Committee on Finance - Adjournment Debate—Telephone Facilities at Cobh.

Deputy Corry has given notice to raise on the Adjournment the subject matter of Question No. 8 on to-day's Order Paper.

To-day I raised for the second time with the Minister for Posts and Telegraphs a question with regard to the provision of a telephone kiosk at Belmont, Cobh. This is a built-up area to which people, who had been living in tumbledown areas, have been shifted. That means that most of those living there are people with large families. You have there roughly some 350 houses. If the Minister is familiar with Cobh he will know that it is built on the side of a hill, and that the nearest kiosk to Belmont is about a mile distant. The medical officer lives in the aristocratic part of the town at Rushebrooke. The people living in Belmont, if there is sickness in their families and they require the services of a medical officer, a priest or a nurse, have to rush out, sometimes in the middle of the night, and endeavour to get to a telephone booth to contact the medical officer or a clergyman. I think that the attitude which the Minister has adopted is a miserable one, particularly for a Labour Minister. The Minister, I think, should consider this question of mine, particularly in view of all the noise that we have had in this House recently about a mother and child scheme, a Social Security Bill and all the rest of it. One would think that a member of the Cabinet, who has been looking after all these proposals, would have more than an interest in a case such as this in which I am asking for the provision of facilities for women and children living in an out-of-way portion of the town.
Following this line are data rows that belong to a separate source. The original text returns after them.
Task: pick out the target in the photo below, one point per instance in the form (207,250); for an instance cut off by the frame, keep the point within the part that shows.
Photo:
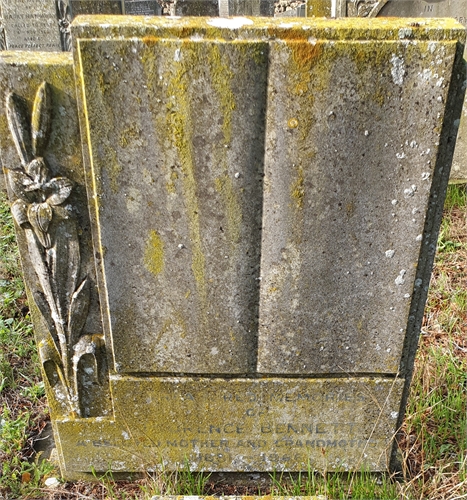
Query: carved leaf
(41,303)
(64,262)
(40,216)
(18,121)
(78,311)
(57,190)
(41,119)
(19,210)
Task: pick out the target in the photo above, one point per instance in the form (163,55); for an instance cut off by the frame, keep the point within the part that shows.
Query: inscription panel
(142,7)
(242,425)
(31,25)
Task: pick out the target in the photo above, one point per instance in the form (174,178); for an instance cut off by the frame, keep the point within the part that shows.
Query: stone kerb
(262,244)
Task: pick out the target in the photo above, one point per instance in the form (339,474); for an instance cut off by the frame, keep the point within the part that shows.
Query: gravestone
(419,9)
(299,11)
(142,7)
(128,7)
(41,25)
(246,8)
(262,245)
(196,8)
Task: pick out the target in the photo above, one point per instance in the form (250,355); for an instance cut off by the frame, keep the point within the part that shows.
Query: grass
(433,436)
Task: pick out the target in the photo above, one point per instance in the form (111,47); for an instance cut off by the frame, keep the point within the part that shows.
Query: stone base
(236,425)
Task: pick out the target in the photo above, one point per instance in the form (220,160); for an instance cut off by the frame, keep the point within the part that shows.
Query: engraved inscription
(50,228)
(142,7)
(32,29)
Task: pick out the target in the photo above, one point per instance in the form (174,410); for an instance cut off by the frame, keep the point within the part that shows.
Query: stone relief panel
(72,361)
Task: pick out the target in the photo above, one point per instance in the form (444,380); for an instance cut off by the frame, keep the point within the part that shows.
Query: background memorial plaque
(142,7)
(262,244)
(81,7)
(196,8)
(31,25)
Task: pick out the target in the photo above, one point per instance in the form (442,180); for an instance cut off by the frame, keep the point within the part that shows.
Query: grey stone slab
(239,424)
(261,245)
(416,9)
(345,227)
(444,8)
(142,7)
(31,25)
(250,8)
(86,7)
(196,8)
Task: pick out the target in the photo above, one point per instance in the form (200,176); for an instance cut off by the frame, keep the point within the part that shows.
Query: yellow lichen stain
(129,135)
(154,253)
(225,188)
(292,123)
(298,188)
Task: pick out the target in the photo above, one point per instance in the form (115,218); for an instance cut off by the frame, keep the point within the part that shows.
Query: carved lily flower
(37,197)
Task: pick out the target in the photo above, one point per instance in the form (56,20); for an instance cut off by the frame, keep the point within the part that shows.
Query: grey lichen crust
(51,233)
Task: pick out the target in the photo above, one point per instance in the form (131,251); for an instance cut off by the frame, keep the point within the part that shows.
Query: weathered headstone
(246,8)
(263,245)
(299,11)
(40,25)
(142,7)
(83,7)
(128,7)
(41,151)
(196,8)
(415,9)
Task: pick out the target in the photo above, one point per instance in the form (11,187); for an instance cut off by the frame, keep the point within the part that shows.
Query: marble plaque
(142,7)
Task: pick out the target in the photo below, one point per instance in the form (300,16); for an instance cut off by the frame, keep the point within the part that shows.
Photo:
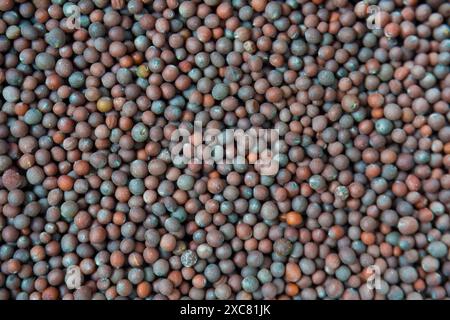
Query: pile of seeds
(93,206)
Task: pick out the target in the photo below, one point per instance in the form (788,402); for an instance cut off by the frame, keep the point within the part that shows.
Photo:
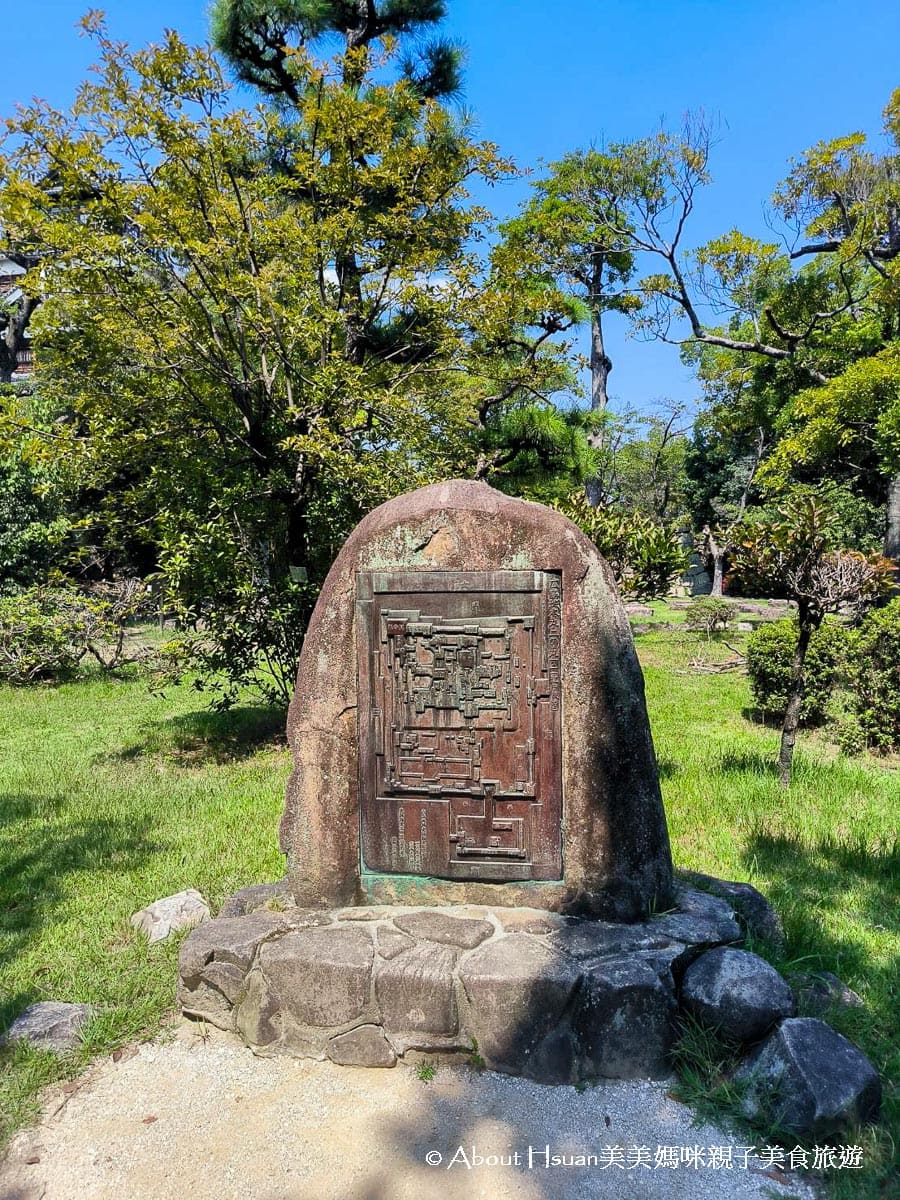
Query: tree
(795,552)
(259,323)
The post office, which is in the main street, has two public telephone booths inside the premises, and another one just outside, within five yards of it. If those unfortunate people living at Belmont require the services of doctor, a nurse or a clergyman in an urgent case they have to go down there and ring up. Honestly, that is not a position which I would expect from a Labour Minister in charge of the Department of Posts and Telegraphs. An appeal for the provision of this telephone kiosk was sent up by the urban council of Cobh, supported by letters from the two medical officers concerned, impressing on the Minister the need which exists for it. I asked the Minister what it would cost. I was told £80. For that sum he is prepared to leave the men, women and children living in that area in a precarious position as regards obtaining promptly the services of a clergyman or a doctor when they require them. That is a miserable position. It is not what I would expect from the Minister.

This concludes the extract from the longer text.